Recall rate is the share of patients who leave with their next appointment booked. Best-run clinics rebook 70%+ at checkout; every patient who leaves without a date is a future gap in the schedule.

Clinical value: case acceptance and production per visit

Case acceptance rate — treatment plans accepted divided by plans presented — typically lands at 50–70%. Low acceptance usually means unclear presentation or missing financing options, not unwilling patients. Average production per visit shows whether your mix is drifting toward low-value appointments; track it alongside hygiene share of production, which for a balanced general practice often runs 20–30%.

Growth: new patients, acquisition cost and active base

New patients per month is the growth engine — and always record the source of each one. Patient acquisition cost (marketing spend divided by new patients) tells you which channels earn their budget. Active-patient count — unique patients seen in the trailing 18–24 months — is the truest measure of practice size, and a shrinking active base is the earliest warning a clinic gets.

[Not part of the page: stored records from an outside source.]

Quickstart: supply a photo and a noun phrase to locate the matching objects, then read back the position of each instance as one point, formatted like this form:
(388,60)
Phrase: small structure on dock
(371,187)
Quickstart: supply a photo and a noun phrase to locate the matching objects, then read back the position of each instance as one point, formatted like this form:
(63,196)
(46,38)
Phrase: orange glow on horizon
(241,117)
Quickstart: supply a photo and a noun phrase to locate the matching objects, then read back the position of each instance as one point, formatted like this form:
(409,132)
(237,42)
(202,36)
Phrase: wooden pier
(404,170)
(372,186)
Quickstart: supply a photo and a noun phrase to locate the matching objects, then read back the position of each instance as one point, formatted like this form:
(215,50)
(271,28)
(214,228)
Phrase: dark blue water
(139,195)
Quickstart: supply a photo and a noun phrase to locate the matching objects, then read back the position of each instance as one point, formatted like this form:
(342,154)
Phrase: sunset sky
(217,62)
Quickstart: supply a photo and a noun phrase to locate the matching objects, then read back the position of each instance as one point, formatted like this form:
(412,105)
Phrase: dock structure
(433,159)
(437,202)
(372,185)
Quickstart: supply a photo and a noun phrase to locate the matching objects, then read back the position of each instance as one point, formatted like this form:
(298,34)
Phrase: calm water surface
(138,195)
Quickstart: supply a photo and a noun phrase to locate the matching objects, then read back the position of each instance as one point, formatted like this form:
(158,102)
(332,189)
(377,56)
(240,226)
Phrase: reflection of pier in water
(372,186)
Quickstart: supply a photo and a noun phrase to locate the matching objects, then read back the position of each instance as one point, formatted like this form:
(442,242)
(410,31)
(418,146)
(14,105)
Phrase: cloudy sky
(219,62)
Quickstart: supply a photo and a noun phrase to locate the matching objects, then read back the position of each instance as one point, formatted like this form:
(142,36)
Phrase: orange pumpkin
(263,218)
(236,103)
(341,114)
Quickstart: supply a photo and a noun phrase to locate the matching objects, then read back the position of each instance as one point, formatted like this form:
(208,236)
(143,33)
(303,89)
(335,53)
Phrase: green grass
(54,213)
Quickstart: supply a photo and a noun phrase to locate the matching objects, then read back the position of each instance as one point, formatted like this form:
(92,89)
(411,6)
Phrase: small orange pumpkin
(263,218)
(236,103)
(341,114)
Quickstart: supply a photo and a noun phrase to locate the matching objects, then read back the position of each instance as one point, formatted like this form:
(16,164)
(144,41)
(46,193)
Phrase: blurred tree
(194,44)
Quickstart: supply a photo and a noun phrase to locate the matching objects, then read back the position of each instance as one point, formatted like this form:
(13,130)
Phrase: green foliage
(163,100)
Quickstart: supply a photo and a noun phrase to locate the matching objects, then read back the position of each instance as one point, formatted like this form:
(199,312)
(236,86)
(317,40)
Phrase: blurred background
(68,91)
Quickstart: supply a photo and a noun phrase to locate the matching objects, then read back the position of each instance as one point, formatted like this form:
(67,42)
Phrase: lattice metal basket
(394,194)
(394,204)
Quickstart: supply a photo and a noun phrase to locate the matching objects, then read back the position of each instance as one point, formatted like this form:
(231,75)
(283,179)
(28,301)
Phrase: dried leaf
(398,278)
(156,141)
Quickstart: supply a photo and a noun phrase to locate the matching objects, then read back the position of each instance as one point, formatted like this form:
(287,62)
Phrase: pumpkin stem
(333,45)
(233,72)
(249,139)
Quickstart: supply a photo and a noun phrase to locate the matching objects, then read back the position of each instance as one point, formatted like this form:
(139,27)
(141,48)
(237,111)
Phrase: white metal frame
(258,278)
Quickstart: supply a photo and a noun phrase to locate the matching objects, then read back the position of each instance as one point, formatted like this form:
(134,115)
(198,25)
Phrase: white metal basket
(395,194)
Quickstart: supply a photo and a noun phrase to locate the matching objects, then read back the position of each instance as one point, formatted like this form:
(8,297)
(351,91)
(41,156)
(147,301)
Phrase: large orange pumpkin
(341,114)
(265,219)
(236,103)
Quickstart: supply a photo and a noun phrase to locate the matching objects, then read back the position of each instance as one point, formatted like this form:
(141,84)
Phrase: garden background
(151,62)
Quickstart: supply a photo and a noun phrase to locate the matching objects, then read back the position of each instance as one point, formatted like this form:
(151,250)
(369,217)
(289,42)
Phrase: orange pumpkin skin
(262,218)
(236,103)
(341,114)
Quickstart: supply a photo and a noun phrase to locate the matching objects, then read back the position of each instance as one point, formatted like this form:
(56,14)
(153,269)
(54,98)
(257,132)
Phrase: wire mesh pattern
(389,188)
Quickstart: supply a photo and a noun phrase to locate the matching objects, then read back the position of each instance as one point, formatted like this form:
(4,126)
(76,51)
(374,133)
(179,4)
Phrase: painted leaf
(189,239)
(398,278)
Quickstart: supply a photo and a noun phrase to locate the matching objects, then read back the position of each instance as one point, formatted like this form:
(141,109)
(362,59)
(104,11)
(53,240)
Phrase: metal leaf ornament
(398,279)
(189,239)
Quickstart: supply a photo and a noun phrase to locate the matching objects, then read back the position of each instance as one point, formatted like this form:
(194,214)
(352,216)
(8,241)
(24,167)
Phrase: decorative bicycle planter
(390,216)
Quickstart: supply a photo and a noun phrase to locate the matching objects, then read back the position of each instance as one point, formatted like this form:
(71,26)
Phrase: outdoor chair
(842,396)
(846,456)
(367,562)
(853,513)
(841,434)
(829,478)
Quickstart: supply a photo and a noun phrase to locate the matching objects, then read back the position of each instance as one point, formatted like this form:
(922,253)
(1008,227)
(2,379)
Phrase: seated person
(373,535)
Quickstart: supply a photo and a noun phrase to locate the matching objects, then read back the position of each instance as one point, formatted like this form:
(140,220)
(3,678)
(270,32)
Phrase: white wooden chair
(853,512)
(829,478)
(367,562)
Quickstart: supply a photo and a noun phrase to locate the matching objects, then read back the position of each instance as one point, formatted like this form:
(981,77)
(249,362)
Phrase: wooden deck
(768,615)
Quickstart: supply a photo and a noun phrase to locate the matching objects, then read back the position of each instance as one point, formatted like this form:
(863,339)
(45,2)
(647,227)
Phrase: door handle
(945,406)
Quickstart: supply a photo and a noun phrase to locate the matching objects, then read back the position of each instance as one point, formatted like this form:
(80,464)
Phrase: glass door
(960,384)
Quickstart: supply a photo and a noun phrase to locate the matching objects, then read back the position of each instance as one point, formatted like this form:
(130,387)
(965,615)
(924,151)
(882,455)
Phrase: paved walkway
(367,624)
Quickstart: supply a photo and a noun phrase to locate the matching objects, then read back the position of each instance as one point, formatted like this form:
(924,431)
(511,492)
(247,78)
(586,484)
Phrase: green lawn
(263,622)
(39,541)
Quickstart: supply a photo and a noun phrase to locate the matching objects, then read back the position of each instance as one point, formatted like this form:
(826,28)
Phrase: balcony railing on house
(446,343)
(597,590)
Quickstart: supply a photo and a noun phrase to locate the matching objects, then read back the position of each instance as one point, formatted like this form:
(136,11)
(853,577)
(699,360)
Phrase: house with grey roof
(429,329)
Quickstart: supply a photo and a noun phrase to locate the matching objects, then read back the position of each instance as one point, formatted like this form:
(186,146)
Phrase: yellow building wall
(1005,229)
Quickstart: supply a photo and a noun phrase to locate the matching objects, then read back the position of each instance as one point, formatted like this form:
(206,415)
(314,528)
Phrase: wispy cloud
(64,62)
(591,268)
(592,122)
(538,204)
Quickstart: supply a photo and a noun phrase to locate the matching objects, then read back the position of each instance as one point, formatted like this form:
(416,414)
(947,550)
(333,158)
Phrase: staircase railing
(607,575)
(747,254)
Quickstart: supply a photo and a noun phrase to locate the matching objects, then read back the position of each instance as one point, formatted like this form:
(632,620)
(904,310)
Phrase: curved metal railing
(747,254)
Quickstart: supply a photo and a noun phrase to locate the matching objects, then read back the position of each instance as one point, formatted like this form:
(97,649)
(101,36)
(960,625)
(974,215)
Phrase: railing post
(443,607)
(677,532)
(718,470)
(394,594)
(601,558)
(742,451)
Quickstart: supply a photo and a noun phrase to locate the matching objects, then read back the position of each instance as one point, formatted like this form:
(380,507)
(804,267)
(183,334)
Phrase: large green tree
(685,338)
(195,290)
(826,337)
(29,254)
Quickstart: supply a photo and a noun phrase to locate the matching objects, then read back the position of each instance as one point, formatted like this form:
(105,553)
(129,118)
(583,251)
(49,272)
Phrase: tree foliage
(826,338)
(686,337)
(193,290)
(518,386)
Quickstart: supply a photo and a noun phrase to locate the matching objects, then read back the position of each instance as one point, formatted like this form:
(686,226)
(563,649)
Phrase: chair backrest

Putting it on one dashboard

Tracking twelve KPIs in spreadsheets dies within a quarter. Clinic software with built-in analytics computes them from data you already enter — appointments, notes, invoices, claims — so the monthly review takes fifteen minutes: scan the twelve numbers, pick the one furthest from its healthy range, and work that single lever for the month. One KPI improved per month compounds into a transformed clinic within a year.